In this section, we’ll review the common data types that we’ll make great use of in this course: numeric data, boolean data, textual data, and various forms of collections of data. Many terms and definitions may be review from your past studies, but be careful—they may differ slightly from what you’ve learned before, and it will be important to get these definitions exactly right.
Numeric data
Here are some types of numeric data, represented as familiar sets of numbers.
- A natural number is a value from the set \(\{0, 1, 2, \dots \}\). We use the symbol \(\N\) to denote the set of natural numbers. Note that our convention in computer science is to consider 0 a natural number!
- An integer is a value from the set \(\{\dots, -2, -1, 0, 1, 2, \dots \}.\) We use the symbol \(\Z\) to denote the set of integers.
- A rational number is a value from the set \(\{\frac{p}{q} \mid p, q \in \Z \text{ and } q \neq 0\}\)—that is, the set of possible fractions. We use the symbol \(\Q\) to denote the set of rational numbers.

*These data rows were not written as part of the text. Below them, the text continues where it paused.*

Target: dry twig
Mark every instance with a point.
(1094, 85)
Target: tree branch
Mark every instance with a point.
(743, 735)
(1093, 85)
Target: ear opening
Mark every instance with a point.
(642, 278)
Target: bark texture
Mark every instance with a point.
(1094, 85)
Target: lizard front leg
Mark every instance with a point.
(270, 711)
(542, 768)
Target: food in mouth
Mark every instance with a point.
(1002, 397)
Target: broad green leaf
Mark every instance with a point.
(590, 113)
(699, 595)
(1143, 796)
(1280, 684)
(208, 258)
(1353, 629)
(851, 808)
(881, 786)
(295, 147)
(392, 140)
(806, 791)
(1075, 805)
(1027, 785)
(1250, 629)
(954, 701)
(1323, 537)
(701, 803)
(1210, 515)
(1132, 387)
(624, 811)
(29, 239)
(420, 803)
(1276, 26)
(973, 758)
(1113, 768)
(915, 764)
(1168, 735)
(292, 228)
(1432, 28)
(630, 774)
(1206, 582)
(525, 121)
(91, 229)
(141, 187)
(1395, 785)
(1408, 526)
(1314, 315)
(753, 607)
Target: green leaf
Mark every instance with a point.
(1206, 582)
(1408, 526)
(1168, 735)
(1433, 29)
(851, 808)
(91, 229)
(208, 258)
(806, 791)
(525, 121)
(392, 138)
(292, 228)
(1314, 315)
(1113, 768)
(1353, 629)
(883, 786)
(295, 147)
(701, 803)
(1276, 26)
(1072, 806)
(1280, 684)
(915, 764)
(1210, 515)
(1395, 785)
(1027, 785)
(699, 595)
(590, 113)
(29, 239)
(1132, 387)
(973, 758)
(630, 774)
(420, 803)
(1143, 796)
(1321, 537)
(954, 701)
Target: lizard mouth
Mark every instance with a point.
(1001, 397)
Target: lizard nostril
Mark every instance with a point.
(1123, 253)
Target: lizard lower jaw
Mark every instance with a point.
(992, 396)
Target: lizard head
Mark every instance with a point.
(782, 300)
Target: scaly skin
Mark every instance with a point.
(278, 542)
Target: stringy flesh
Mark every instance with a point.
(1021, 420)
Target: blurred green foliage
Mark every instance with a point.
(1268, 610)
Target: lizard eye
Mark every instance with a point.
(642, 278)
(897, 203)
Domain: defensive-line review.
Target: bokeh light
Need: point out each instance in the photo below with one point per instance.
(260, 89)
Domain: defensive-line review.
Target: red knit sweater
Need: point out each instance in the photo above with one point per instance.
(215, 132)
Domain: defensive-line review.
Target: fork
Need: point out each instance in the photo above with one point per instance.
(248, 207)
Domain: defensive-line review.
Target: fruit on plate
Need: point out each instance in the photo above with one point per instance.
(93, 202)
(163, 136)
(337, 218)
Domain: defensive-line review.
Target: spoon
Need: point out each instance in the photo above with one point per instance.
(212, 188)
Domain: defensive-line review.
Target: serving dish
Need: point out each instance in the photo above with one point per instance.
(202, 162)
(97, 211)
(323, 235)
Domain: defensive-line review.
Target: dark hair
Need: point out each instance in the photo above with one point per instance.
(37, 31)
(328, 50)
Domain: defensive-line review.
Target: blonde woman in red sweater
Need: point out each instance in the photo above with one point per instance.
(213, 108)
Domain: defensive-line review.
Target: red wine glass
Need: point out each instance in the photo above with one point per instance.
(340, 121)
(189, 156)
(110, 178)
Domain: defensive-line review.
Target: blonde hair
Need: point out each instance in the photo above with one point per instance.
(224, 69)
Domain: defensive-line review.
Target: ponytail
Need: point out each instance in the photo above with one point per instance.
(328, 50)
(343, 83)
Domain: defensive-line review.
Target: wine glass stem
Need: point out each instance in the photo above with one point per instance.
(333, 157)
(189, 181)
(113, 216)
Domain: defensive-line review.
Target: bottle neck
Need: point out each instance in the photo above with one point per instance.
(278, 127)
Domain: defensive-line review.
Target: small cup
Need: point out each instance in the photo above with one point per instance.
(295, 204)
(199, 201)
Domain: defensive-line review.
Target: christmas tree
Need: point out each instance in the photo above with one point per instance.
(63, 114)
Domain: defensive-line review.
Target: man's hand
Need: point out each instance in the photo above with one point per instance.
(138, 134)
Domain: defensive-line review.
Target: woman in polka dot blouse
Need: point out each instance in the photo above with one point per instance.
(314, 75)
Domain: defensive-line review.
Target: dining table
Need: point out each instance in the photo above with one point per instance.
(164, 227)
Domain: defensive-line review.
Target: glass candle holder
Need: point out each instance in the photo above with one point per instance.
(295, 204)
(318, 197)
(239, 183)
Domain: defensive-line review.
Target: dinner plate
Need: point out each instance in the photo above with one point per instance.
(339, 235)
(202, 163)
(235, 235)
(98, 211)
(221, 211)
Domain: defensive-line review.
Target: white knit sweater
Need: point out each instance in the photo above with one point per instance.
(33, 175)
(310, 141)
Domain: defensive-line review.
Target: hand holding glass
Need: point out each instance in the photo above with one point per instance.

- An irrational number is a number with a infinite and non-repeating decimal expansion. Examples are \(\pi\), \(e\), and \(\sqrt 2\). We use the symbol \(\overline{\Q}\) to denote the set of irrational numbers.
- A real number is either a rational or irrational number. We use the symbol \(\R\) to denote the set of real numbers.
Operations on numeric data
All numeric data types support the standard arithmetic operations (addition, subtraction, multiplication, division, and exponentiation), as well as the standard comparisons for equality (using \(=\)) and inequality (\(<\), \(\leq\), \(>\), \(\geq\)). And of course, you are familiar with many more numeric functions, like log and sin; these will come up throughout the course.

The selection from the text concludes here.